Abstract We investigated the temporal association between placental vascular endothelial growth factor (VEGF), a potent stimulator of angiogenesis and vascular permeability, and changes in placental/endometrial vascularity on selected days throughout gestation in the pig. Placental and endometrial tissues were collected from sows on Days 25 (n = 4), 36 (n =6), 44 (n =6), 70 (n =5), 90 (n =5), and 112 (n =7) of gestation. Cross sections of the placental/endometrial interface of each conceptus were used to estimate the number of blood vessels per unit area via image analysis and the intensity of VEGF staining via immunohistochemistry. Placental tissues were also collected on these days to evaluate VEGF mRNA expression. Placental VEGF mRNA expression and the numbers of blood vessels per unit area of placental and adjacent endometrial tissue were low and decreasing from Day 25 to Day 44, before increasing (P < 0.05) markedly and progressively through Day 112. These data are consistent with the marked increase in VEGF immunostaining in the chorionic and uterine luminal epithelium from early to late gestation. Further, these increases in placental VEGF mRNA were positively correlated with fetal weight (r = 0.73; P < 0.0001) and placental efficiency (fetal weight/placental weight ratio; r = 0.66, P < 0.0001). These data are consistent with a role for VEGF in increasing the number of blood vessels at the placental endometrial interface, resulting in an increased capacity for nutrient transfer from the maternal to the fetal compartment.

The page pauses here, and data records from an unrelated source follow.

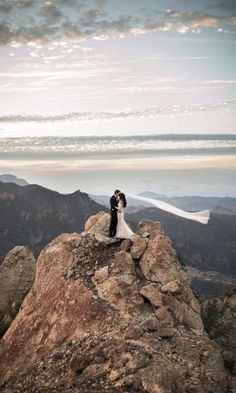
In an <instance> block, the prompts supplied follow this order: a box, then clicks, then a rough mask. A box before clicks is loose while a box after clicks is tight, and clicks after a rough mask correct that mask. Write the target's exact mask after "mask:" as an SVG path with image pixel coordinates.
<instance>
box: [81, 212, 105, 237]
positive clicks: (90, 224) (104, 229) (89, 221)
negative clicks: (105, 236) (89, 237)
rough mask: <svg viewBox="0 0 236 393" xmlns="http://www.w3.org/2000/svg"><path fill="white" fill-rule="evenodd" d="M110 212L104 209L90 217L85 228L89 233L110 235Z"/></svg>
mask: <svg viewBox="0 0 236 393" xmlns="http://www.w3.org/2000/svg"><path fill="white" fill-rule="evenodd" d="M109 225H110V214H109V213H105V212H103V211H101V212H99V213H97V214H95V215H94V216H91V217H89V218H88V220H87V221H86V223H85V226H84V230H85V231H86V232H88V233H91V234H95V233H99V234H101V235H104V236H108V235H109Z"/></svg>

Differential expression of cyclooxygenase-2 around the time of elongation in the pig conceptus.

Alterations in uterine luminal fluid composition as a result of conceptus estradiol-17beta production are believed to play a significant role in the loss of 30-40% of potential pig conceptuses. Shortly after the initiation of conceptus estradiol-17beta synthesis and secretion, the conceptuses are transformed from 1cm spheres to 2-5cm tubular forms and finally to filamentous threads of variable length via a process known as elongation. We have attempted to characterize gene products whose expression is either initiated or terminated as the conceptus elongates. Using RNA fingerprinting, we determined that the inducible form of the rate-limiting enzyme in prostaglandin synthesis, cyclooxygenase-2, is expressed in the filamentous pig conceptus, but not in either the spherical or transitional morphologies. Furthermore, increased expression of cyclooxygenase-2 by the filamentous conceptus was associated with increases in the content of prostaglandins (particularly prostaglandin E(2)) found in uterine luminal fluid.

Differential gene expression during elongation in the preimplantation pig embryo.

Summary: On day 12–13 of gestation, the preimplantation pig conceptus undergoes a dramatic morphologic change from an approximately 1‐cm sphere to a nearly 1‐m long thread. This transformation, referred to as elongation, occurs in just 12–24 h. Elongation is primarily the result of trophectodermal cell shape changes, as there is relatively little mitosis during this stage of development. Thus far, descriptions of elongation have been limited to histologic and immunofluorescent studies of cell morphology and gross biochemical evaluations. We hypothesized that the changes in trophectoderm morphology likely involves significant changes in gene expression. Therefore, we used RNA arbitrarily primed‐PCR (RAP‐PCR) to characterize potential differential gene expression by trophectodermal cells during pig conceptus elongation. We found that the porcine heterogeneous nuclear ribonucleoprotein (hnRNP) A2/B1 was shown to be differentially expressed by trophectodermal cells during elongation. We suggest that regulated alternative splicing may contribute to the morphogenetic process of elongation. genesis 26:9–14, 2000. Published 2000 Wiley‐Liss, Inc.